POST /api/parse-transcript

Upload a transcript PDF to extract completed courses.

Request: multipart/form-data with transcript field (PDF file)

Response:

{
  "success": true,
  "courses": ["CSE 1310", "CSE 1320", "MATH 1426"]
}

POST /api/recommendations

Get course and professor recommendations (guest flow).

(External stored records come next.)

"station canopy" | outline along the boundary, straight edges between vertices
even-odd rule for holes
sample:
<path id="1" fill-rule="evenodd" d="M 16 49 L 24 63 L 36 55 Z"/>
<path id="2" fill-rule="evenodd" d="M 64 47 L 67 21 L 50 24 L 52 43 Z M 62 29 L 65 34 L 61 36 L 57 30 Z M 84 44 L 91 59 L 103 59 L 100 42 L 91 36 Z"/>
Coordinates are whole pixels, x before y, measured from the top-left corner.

Request: multipart/form-data

  • completed_courses — JSON array of course codes
  • department — major code (CE, CSE, EE, MAE, IE)
  • preferences — JSON object of preference flags

Response:

{
  "success": true,
  "recommendations": [...],
  "electiveRecommendations": [...],
  "stats": {
    "totalRequiredCourses": 30,
    "completedRequiredCourses": 12,
    "totalElectiveSlots": 7,
    "remainingElectiveSlots": 7
  }
}

POST /api/degree-plan

Generate a full semester-by-semester degree plan (signed-in flow).

Request: application/json

{
  "completed_courses": ["CSE 1310", "CSE 1320"],
  "department": "CSE",
  "credits_per_semester": 15,
  "selected_next_semester": ["CSE 2312", "CSE 2315"]
}

Response:

{
  "success": true,
  "plan": [...],
  "totalSemesters": 6,
  "totalRemainingHours": 78,
  "eligibleCourses": [...],
  "stats": {
    "totalCourses": 45,
    "completedCourses": 12,
    "totalHours": 130,
    "completedHours": 38
  }
}

Google Sign-In Setup (for contributors)

Google Sign-In uses @react-oauth/google. The Client ID is free and requires no billing.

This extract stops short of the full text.